Russia’s War on Drugs is identical to its American and British counterparts: it’s a failure. As last week’s BBC-TV News report vividly documented, Russia’s in the grip of a heroin epidemic. Russia has 2.5m heroin addicts and 30,000 of them will die this year.
Why is the War on Drugs lost? It reflects our failure to learn from history. Drug prohibition has all the characteristics of other well‐intentioned, yet counterproductive, government programmes. Specifically, the drug war causes crime; it corrupts the police; it violates civil liberties; it throws good money after bad; and it weakens – even destroys – families, neighbourhoods, and communities.
Governments have seldom given serious thought to drug policy, preferring instead to follow whatever variation on failure is being proposed during the latest crisis. Such conventional thinking has only served to empower organised crime, corrupt government, hinder health care, and feed into an ever‐growing law enforcement and penal industry. In sum, common sense and experience have been ignored, folly has been repeated, and the War on Drugs has become a war on reason, itself.
All of the evidence – academic, scientific, and anecdotal – confirms that the problems Russians associate with illegal drug use are caused directly or indirectly not by drug use, itself, but by drug prohibition. It’s only by separating drug use from drug prohibition – something that prohibitionists carefully don’t do – that one is able to appreciate that the harmful side effects of prohibition overwhelm the benefits of (alleged) lower drug consumption.
The record of drug prohibition is a record of failure. On the streets of Moscow (and London and Washington), the evidence of failure is all around us. Despite the greatest anti‐drug enforcement effort in history, illegal drugs are everywhere, available to anyone who wants them. Today, the levels of illegal drug production and illegal drug profits are at an all‐time high. The import‐export business in illicit drugs is currently estimated at one‐tenth of all international trade, sufficient to line the pockets of an ever‐expanding global criminal class.
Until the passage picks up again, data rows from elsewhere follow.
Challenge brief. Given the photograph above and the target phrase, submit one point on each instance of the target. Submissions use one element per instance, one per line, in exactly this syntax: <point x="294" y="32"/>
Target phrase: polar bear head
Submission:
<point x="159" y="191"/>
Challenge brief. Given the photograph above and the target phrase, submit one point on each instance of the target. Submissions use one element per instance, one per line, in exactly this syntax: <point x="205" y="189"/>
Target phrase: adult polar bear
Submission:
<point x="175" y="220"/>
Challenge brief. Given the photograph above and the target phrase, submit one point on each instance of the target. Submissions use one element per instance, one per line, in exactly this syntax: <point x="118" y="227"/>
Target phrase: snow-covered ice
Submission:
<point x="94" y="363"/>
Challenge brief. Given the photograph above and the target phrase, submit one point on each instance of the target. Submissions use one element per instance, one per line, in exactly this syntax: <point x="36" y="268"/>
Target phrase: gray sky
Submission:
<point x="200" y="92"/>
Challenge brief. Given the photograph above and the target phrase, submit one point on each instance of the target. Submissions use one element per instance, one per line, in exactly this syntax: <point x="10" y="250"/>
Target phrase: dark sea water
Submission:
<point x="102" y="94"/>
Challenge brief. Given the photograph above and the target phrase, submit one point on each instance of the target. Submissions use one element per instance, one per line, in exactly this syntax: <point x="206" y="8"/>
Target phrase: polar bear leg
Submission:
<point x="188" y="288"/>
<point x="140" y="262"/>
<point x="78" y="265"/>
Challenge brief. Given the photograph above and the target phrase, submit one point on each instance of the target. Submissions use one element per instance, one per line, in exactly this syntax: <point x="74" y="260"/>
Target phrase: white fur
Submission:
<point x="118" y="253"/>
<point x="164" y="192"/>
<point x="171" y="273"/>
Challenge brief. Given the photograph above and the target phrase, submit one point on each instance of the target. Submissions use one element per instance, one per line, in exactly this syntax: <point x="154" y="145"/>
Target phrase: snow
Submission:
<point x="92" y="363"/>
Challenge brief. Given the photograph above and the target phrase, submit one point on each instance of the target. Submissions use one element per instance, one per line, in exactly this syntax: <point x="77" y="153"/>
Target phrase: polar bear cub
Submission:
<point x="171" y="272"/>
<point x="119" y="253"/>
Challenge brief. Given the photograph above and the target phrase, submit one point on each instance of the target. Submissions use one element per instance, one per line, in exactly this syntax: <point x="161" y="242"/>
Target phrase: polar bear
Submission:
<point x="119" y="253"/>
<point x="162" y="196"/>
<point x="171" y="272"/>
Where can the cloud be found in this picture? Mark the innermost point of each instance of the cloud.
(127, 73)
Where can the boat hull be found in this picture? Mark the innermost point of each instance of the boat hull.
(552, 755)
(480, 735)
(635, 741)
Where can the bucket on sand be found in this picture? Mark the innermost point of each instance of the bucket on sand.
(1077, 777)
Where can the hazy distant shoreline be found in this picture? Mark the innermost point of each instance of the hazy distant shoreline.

All the arrests and all the incarcerations haven’t stopped either the use or the abuse of drugs, or the drug trade, or the crime associated with black‐market transactions. In prisons, drugs are plentiful and their use is widespread. No matter what they try, prisons can’t keep drugs out — an important lesson for those who would turn Russia, or any country, into a prison to stop drug use.
The startling, deeply unpleasant, but equally unavoidable fact is that 80 percent of drug‐related deaths aren’t the result of drug use. They are the result of drug prohibition. This makes complete sense. After all, an illegal drug is one that isn’t subject to regulation or quality control or producer liability. Therefore, drug taking remains a health lottery for addicts.
Drug‐related AIDS is almost exclusively the result of prohibition. Fifty percent of new HIV patients are intravenous drug users. Why such alarming figures? Because prohibition’s drain on the public purse prevents the necessary rehabilitation, detox, and other treatment facilities from being funded adequately.
But, aren’t these drugs so bad for one’s health that their use must be proscribed? Hard drugs, such as heroin and cocaine, are permanently damaging to your health, as is long‐term use of marijuana. When it comes to the health care aspect of this debate, however, filling prisons with substance abusers doesn’t make any public policy sense. If we ended the war on drugs, drug addicts could be treated as patients, not as pestilence.
On a day‐to‐day basis, the most tangible cost of the war on drugs is criminal behaviour. Most drug‐related crime is, in fact, prohibition‐related crime. Ninety percent of drug‐related crime results, not from drug use, but from the illegality of drugs. Why’s there so much crime? Because so many addicts must spend their days stealing the large amounts of money needed to buy their drugs.
Why are the drugs so costly? The only reason is their illegality. The street price of heroin is 50 to 100 times the pharmaceutical cost of producing the drugs. The risks incurred by the black market suppliers and dealers are rewarded by the exorbitant retail prices paid by users.
The drug trade is like an old mattress. Whenever it’s pushed down in one area, it springs up in another. This is because drug use is insensitive either to price or to punishment. The demand for drugs rises and falls largely according to social factors impervious to the efforts of governments. Drug use is sensitive to social mores, education, and the perceived health risks.
Drug prohibition also leads to the corruption of the police, the courts, and customs officials. Although policy changes are coming, change is slow because so many bureaucrats, police officers, and prison guards make their living off the War on Drugs.
Drug war advocates are unable to defend drug prohibition on rational cost‐benefit grounds. There’s not a single rigorous empirical study that demonstrates that the social and economic benefits of drug prohibition outweigh the costs. The War on Drugs has failed to reduce the supply of illegal drugs, or to reduce consumption, but it has succeeded in flooding prisons, fueling the AIDS crisis, and making drug traffickers rich.
Sigmund Freud defined insanity as doing the same thing over and over and over again, each time expecting a different outcome. But the continued use of drug prohibitionist methods already proven to fail – in Russia and elsewhere – will lead, inevitably, only to more and to deeper failures.